June 1, 2016 JESPER AXELSEN

FLSmidth’s erosive wear test procedure helps vertical roller mill operators to reduce maintenance costs and increase equipment lifetime.

Erosive testing of vertical roller mills (VRMs) is an important area in cement production. Together with traditional testing procedures, it can provide vital insight into the expected lifetime of mill equipment and help operating staff prepare effective maintenance plans.

FLSmidth has developed a new erosive test rig to help accurately predict the effects of erosive wear in VRMs. The laboratory-based testing equipment has been proven to accurately test separator return feed from the laboratory VRM. Reflecting FLSmidth’s collaborative approach to meeting market challenges, the test rig is the result of strong teamwork between various departments at FLSmidth, including R&D, Customer Services and the technical department. The test rig has been fully implemented at the Dania R&D centre and is used in designing industrial VRMs, in research projects and for the benefit of cement producers.

Lucas Jensen, Research Engineer at FLSmidth, has been involved in developing the testing rig from the outset. He explains the reason for FLSmidth’s research and development focus on the procedure:

“We felt there was a real need to develop a simple, accurate way of conducting erosive wear testing, because the methods used in the industry to date often produce misleading results. So we have developed a testing system that will enable us to provide better performance guarantees to customers to a greater degree of accuracy.” - Lucas Jensen, Research Engineer at FLSmidth

Abrasive testing insufficient
The problems associated with abrasive wear are well known and abrasion testing is widespread. Abrasion is often the most damaging mechanism occurring in VRMs, contributing to the loss of wear part material on table and roller segments. In contrast to abrasion’s high-pressure wear mechanism, erosion is a low-pressure airborne mechanism occurring primarily on the mill housing and separator.

While the effects of erosive wear can be just as brutally damaging, predicting them is difficult because of the many different determining factors, including the wear part material as well as the abrasive hardness, particle-size distribution, speed, angle of attack and mineralogy.

Abrasive testing is often conducted with a laboratory-scale VRM. Many have adopted the common practise of predicting the effects of erosive wear solely based on results of abrasive testing. This, however, does not provide sufficient insight into erosive wear and can lead to highly inaccurate predictions in an operational environment. FLSmidth’s VRM laboratory mill, for example, shows no signs of erosive wear after many years of operation, whereas in reality, erosive wear will almost certainly occur in a full-size VRM in normal operating conditions.

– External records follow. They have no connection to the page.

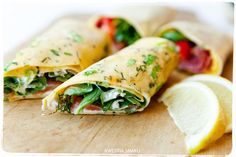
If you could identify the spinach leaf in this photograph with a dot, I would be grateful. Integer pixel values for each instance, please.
(125, 32)
(107, 105)
(64, 78)
(39, 83)
(133, 99)
(89, 99)
(79, 89)
(10, 83)
(111, 94)
(64, 103)
(173, 35)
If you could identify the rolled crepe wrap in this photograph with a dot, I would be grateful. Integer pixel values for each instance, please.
(128, 24)
(119, 84)
(62, 51)
(203, 49)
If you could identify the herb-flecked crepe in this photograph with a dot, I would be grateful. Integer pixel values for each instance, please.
(62, 51)
(203, 49)
(128, 24)
(119, 84)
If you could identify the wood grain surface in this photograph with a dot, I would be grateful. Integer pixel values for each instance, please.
(152, 131)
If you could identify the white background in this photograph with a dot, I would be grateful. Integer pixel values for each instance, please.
(23, 20)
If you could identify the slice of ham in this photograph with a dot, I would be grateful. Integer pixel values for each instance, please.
(90, 107)
(198, 61)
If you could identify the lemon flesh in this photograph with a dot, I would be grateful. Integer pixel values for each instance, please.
(197, 113)
(223, 89)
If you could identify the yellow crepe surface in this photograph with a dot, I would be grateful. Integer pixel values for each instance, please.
(68, 44)
(141, 69)
(217, 42)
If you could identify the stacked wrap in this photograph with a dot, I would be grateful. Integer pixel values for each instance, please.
(140, 70)
(67, 46)
(219, 44)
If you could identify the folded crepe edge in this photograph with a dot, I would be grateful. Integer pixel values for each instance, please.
(218, 57)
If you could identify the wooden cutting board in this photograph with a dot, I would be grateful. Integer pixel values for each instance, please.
(149, 132)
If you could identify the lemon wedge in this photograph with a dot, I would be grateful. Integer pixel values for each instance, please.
(223, 89)
(196, 111)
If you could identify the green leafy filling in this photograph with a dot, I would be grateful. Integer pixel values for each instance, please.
(125, 32)
(31, 82)
(109, 99)
(173, 35)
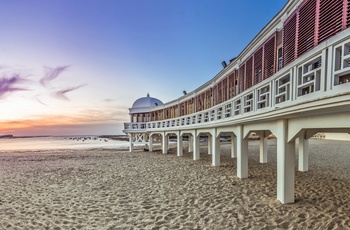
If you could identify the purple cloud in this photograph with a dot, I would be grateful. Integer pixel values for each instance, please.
(51, 74)
(61, 93)
(8, 85)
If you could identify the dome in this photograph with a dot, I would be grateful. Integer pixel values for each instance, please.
(145, 102)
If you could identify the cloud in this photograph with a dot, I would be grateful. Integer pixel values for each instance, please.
(51, 74)
(60, 94)
(9, 85)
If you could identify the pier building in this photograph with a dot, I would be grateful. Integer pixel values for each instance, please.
(292, 80)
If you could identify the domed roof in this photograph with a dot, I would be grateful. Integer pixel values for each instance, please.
(147, 101)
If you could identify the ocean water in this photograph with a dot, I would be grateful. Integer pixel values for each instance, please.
(60, 143)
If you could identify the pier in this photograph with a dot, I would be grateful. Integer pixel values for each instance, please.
(292, 81)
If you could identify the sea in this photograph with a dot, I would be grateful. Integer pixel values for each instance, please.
(91, 142)
(60, 143)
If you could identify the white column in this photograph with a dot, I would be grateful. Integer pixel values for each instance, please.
(215, 149)
(263, 147)
(131, 145)
(242, 154)
(196, 146)
(233, 146)
(190, 143)
(303, 163)
(285, 164)
(210, 150)
(164, 143)
(150, 143)
(179, 144)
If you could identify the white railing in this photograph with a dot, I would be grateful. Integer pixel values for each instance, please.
(320, 73)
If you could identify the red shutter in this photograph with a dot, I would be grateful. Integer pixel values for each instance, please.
(249, 73)
(330, 21)
(258, 66)
(289, 36)
(306, 31)
(270, 57)
(348, 15)
(241, 74)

Determining the erosive wear rate
Used in conjunction with FLSmidth’s laboratory VRM, FLSmidth’s erosive test rig allows research engineers to simulate to a high degree of accuracy the effects of erosive wear within a full-size operational VRM. Testing is based on a two-step process. First, the laboratory VRM is fed with a raw mix with very similar properties to that used in industrial production. FLSmidth’s laboratory VRM has the unique ability to store and remove a large amount of separator return feed from its separator cone. This return feed is a good fingerprint of the material that causes erosive wear within a VRM. Second, the return feed is removed from the cone and put through an accelerated erosive test in the erosive test rig.

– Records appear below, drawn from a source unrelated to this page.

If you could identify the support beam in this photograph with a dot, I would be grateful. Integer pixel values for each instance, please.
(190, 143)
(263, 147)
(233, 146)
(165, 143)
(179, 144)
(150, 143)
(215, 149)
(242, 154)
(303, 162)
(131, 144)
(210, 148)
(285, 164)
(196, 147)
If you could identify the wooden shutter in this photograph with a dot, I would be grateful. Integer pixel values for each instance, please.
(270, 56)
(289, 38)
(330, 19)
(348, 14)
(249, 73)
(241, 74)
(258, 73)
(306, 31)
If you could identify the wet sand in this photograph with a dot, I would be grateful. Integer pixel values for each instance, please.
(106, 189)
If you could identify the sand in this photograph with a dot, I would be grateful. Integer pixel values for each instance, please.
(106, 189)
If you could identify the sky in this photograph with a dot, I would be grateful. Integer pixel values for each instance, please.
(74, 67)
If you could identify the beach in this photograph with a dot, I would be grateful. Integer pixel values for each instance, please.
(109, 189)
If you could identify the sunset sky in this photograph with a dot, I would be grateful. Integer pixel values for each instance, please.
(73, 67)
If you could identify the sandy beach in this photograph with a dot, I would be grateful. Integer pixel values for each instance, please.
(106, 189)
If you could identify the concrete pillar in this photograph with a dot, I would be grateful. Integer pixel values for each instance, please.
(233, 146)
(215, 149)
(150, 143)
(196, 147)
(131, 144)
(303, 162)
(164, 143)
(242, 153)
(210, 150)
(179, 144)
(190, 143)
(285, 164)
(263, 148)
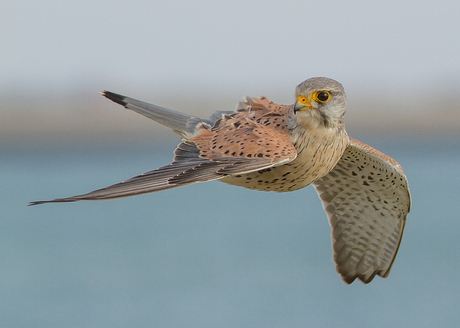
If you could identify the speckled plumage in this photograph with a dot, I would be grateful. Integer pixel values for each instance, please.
(270, 147)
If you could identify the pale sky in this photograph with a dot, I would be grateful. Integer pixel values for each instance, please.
(245, 46)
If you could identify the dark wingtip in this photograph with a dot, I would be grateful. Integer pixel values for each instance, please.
(58, 200)
(119, 99)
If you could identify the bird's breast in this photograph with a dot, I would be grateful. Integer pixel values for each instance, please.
(317, 155)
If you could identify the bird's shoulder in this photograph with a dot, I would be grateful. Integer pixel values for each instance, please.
(257, 112)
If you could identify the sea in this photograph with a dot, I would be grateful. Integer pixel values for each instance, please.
(210, 254)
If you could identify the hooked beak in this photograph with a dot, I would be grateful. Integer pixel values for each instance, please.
(302, 103)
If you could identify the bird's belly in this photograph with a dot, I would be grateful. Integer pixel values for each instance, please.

The test rig imitates actual erosive VRM situations in a production environment, while also enabling different wear part materials to be tested. All parameters are integrated into a single number, called the erosive wear rate.

Easy to operate
Quartz is the most erosive type of particle occurring in raw material VRMs. Wear is often correlated to the fraction of quartz in a raw mix, which can be measured by means of, for instance, x-ray diffraction or microscopy. But these methods require a sample preparation that destroys the original particle size distribution that is known to be extremely important in erosive wear situations. The erosive wear tester operates with the non-destroyed, original particle-size distribution, while also considering both speed and angle of attack – two properties that are impossible to mimic in x-ray diffraction and microscopy. 

Almost any material can be used in the testing rig. Different wear part materials can be tested to compare their erosive properties. This means wear parts can be replaced with materials less susceptible to erosion, thus improving the VRM’s life expectancy – and allowing better long-term maintenance planning.

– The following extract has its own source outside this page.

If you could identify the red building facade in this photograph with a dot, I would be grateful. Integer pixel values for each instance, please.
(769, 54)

The benefits of better erosive testing to cement plant operations are clear. FLSmidth can accurately compare the lifespan of wear parts, depending on the specific material they are made of and the process materials they are exposed to. This helps developing and applying the right wear solutions and thereby reducing maintenance costs and the risk of unexpected equipment failure. Erosive testing is being used in R&D to develop optimal wear resistance solutions for dynamic separators in VRMs.